I’m also not here to discuss what the definition of a “real woman” is. Whether you have curves, a thigh gap, breast implants, or a friggin’ mustache, there’s a “real woman” behind every outward appearance or Photoshopped picture.
No, I’m here to talk about something that I rarely hear discussed but I feel needs to be said.
That’s the growing notion that beauty=perfection.
That’s not to say that only “perfect” people are beautiful. The problem is that everyone is hearing that they’re beautiful, and that means they’re perfect in every way.
Now, I’m not going to argue with the concept of beauty. I really do believe that beauty is in the eye of the beholder. Go ahead and strut your confidence and show off your beauty!
I also won’t say that you can’t be your version of perfection if you want to be. Heck, give it all you’ve got!
The problem I see is that this concept leads down a dangerous path into convincing everyone that there’s no reason to change yourself—even if you want to. (I’m not just talking about weight, either.) We have this idea that everyone is beautiful, and therefore everyone must be perfect. Henceforth, they shouldn’t consider changing themselves, if even for the better.
That’s where the problem comes in.
Many of us realize that we’re not perfect. BUT that does not mean we lack confidence. It just means that we want to strive to be the best we can be. Yet, why is no one encouraging that?
Let me give you an example. A Facebook friend recently announced that she wanted to start losing weight. Here are some direct quotes:
- Hey, don’t get too down on yourself!
- You are beautiful!
- You will always be beautiful!
- I think you are a beautiful woman with a beautiful heart.
- You are a strong, independent, and beautiful woman.
- You always look great!
- You’re beautiful and perfect just the way you are…If anyone tells you otherwise…[f***] them.
The biggest thing that irks me is that her desire to change her body was immediately met with a chorus of “Don’t change a thing. You’re beautiful the way you are!” Don’t get me wrong, these are nice, uplifting comments, but where are the comments encouraging her to go for it? The one bit of encouragement was a friend offering to go on walks with her.
Let’s also consider that “wanting to change” makes people automatically assume you’re self-loathing or that you don’t feel beautiful. Too many people think that being beautiful and having confidence means you’ve hit a peak, meaning that if you want to change something, you must have low-confidence, or if you have confidence, it must mean you think you’re perfect.
That may not be the case at all. Why can’t we be confident and beautiful and still want to respect ourselves and strive for a better life?
The terms beauty, perfection, confidence, and health are not synonymous, yet the body image movements I’m seeing today are treating these words as such.
What if you don’t want to change anything about yourself? That’s great! You shouldn’t feel the pressure to change—but when we’re teaching no-judging, we also shouldn’t be fine judging people who want to change something about themselves, taking it into our own hands to tell them they’re too good to reach their goals.
Again, it’s not just about weight. People who want to find love, eat healthier (for non-weight related reasons), quit smoking, further their education, etc. all hear the same thing: “Don’t change a thing! You’re beautiful the way you are.” Granted, some get more encouragement than others, but changes like this are still treated as an assault against your beauty.

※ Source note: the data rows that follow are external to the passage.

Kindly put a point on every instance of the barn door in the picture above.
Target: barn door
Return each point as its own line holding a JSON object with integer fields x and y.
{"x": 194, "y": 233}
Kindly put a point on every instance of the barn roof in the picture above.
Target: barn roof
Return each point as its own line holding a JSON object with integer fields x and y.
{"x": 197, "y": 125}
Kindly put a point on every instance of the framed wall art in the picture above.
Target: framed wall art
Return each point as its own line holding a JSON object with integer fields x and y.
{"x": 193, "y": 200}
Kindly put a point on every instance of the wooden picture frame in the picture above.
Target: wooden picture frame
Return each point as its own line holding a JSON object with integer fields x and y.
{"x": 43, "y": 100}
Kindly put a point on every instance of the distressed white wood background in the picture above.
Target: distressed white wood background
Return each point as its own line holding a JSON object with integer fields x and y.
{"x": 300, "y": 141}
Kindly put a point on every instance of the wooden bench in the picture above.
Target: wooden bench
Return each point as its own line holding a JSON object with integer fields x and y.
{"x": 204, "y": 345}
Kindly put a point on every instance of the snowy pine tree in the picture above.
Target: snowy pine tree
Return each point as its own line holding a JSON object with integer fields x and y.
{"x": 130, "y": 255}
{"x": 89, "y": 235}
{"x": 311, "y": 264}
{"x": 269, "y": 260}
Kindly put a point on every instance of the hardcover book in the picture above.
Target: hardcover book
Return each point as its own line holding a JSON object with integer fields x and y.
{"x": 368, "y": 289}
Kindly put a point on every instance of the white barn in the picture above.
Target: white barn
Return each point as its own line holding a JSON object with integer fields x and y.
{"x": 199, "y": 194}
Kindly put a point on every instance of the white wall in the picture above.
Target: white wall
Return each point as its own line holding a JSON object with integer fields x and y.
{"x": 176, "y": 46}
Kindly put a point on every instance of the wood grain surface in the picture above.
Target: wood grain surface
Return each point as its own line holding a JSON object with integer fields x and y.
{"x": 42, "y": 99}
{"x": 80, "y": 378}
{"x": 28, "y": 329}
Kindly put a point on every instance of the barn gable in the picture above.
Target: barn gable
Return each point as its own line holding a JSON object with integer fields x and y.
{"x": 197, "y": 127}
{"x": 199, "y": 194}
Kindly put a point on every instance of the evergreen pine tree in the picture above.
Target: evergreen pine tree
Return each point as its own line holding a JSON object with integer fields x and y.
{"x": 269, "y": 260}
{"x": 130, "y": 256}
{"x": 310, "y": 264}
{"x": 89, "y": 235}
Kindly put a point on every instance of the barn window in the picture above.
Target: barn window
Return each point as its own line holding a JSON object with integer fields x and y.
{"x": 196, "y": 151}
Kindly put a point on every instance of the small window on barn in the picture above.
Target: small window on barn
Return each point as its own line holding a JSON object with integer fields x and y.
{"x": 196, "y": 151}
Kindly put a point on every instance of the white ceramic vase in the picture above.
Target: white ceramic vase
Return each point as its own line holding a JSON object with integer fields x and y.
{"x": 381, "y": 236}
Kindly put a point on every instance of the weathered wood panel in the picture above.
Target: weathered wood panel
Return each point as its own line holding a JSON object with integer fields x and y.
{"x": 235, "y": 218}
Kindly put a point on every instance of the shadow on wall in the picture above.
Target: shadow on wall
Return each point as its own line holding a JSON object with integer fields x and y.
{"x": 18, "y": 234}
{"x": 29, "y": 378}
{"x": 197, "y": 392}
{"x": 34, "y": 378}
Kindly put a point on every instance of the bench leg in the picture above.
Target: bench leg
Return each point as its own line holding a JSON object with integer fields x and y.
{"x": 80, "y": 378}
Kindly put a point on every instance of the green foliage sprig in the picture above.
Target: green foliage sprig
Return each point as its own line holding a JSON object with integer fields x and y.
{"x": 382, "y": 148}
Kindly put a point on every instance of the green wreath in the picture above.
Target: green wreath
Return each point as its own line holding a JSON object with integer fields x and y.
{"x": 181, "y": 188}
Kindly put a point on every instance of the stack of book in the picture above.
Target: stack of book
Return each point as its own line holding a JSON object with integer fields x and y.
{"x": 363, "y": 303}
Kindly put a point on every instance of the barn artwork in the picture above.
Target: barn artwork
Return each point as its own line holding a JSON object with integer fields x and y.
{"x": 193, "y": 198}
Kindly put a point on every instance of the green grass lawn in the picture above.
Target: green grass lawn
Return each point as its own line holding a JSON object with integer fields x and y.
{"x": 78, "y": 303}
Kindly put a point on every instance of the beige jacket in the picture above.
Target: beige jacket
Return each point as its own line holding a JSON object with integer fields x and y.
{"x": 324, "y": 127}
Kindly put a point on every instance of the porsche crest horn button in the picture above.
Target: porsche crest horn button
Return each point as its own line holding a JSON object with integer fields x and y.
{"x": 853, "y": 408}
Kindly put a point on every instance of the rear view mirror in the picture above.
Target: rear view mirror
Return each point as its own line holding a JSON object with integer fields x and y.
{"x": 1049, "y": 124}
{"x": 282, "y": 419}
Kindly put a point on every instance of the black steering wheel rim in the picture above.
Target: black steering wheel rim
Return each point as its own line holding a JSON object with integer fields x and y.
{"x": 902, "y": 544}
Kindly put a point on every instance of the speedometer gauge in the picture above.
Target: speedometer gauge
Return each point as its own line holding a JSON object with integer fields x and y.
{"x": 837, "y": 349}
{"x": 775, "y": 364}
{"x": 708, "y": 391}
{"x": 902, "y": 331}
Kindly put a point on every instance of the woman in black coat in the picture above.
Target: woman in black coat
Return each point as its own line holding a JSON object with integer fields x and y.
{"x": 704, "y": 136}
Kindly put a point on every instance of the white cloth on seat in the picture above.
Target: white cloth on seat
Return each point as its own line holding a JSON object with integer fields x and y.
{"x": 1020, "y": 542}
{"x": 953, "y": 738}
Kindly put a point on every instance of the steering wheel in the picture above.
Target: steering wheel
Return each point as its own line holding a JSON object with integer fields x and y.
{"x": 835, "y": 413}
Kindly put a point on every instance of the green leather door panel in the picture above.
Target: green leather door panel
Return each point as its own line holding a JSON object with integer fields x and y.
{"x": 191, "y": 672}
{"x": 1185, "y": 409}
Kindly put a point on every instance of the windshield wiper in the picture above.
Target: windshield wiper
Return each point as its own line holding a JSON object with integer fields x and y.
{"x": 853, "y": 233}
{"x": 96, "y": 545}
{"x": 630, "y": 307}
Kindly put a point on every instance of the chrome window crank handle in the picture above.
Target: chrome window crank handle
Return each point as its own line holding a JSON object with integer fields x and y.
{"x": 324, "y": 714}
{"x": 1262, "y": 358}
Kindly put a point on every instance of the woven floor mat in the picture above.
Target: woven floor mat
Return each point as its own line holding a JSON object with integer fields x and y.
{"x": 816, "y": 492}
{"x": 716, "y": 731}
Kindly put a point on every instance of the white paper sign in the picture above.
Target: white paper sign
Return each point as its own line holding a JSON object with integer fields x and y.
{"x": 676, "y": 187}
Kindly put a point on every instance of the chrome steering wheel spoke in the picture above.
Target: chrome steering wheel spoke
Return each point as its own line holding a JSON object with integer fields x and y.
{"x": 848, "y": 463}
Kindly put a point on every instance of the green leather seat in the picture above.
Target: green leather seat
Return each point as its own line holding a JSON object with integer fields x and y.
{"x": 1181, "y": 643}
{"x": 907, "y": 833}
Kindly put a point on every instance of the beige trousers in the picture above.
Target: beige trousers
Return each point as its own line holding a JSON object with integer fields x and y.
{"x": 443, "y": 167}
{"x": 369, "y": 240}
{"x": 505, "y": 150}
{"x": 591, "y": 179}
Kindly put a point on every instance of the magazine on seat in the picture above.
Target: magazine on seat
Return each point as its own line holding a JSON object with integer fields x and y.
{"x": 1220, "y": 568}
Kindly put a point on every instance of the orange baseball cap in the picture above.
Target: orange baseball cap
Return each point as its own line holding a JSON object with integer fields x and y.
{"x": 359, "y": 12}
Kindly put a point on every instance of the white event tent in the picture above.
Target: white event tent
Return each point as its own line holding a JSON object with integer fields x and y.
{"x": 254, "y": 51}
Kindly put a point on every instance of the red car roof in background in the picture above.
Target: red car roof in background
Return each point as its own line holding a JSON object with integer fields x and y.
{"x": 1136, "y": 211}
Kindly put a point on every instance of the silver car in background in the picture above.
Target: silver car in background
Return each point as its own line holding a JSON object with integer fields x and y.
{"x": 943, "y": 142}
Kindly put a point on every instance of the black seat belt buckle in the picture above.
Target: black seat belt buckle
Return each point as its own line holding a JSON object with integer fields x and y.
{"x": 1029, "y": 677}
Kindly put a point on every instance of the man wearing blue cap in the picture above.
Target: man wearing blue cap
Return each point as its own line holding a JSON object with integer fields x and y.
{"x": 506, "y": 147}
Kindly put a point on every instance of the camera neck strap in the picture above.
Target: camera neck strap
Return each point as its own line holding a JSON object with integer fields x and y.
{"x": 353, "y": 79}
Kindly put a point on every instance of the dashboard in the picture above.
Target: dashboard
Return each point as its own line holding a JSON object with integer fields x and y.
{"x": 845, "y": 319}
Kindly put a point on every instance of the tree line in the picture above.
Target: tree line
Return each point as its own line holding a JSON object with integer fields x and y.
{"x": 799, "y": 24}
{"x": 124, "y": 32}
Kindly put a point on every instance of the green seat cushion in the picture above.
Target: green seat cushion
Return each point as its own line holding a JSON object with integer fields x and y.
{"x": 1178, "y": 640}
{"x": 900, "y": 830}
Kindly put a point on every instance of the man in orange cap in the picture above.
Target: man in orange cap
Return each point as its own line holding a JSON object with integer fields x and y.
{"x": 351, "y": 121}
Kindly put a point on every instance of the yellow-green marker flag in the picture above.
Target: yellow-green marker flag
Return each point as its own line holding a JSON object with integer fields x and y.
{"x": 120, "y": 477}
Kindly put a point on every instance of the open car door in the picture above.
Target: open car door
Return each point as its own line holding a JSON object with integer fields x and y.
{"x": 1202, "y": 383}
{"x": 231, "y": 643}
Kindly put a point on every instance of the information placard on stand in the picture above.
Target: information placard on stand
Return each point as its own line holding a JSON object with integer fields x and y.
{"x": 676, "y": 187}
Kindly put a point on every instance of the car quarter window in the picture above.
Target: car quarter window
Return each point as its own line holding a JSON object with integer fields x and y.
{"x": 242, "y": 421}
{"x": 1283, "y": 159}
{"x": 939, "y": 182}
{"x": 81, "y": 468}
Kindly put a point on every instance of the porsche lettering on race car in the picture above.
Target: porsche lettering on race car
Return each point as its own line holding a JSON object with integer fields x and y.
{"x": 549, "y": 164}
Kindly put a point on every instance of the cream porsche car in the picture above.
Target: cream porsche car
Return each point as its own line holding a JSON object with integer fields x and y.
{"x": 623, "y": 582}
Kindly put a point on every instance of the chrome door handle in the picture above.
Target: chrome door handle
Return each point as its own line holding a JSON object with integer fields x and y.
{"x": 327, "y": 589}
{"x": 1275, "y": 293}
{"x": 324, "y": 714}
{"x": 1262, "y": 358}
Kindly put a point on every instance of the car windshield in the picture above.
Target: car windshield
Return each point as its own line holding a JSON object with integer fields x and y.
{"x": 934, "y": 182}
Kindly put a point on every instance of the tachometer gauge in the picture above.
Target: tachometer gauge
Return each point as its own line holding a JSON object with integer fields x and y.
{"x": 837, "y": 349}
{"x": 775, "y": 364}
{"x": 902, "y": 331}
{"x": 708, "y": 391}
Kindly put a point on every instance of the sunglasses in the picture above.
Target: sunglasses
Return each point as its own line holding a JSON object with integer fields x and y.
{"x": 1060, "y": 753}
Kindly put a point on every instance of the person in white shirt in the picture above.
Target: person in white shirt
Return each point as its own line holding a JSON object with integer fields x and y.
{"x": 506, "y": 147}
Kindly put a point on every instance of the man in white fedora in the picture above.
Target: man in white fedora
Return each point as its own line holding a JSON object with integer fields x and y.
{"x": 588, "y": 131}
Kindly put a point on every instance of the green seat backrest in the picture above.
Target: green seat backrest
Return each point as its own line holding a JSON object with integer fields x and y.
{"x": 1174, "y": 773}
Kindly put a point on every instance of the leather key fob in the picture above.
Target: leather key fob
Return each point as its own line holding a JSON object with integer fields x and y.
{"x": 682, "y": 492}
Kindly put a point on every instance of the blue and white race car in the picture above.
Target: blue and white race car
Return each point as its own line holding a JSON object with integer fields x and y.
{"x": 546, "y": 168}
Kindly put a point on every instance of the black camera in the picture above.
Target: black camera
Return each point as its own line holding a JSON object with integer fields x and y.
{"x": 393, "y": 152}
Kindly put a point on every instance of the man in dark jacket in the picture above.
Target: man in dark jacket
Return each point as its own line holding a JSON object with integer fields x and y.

I love the body positivity movement, but I wish we lived in a world where confidence wasn’t all about how you looked. I wish we lived in a world where you were allowed to change yourself for the better without being judged for it and encouraged to “not change a thing because you’re beautiful.” Furthermore, I wish those who don’t want to change don’t have the feel the pressure to change because of what other people expect of them.
Be beautiful. Be confident. But give yourself the courage to be who you want to be.
Sound off on this. I want to hear your opinions! Thank you, Alicia, for joining us. I’m happy to hear your point of view on the matter. I think we can all be respectful of Alicia, as well.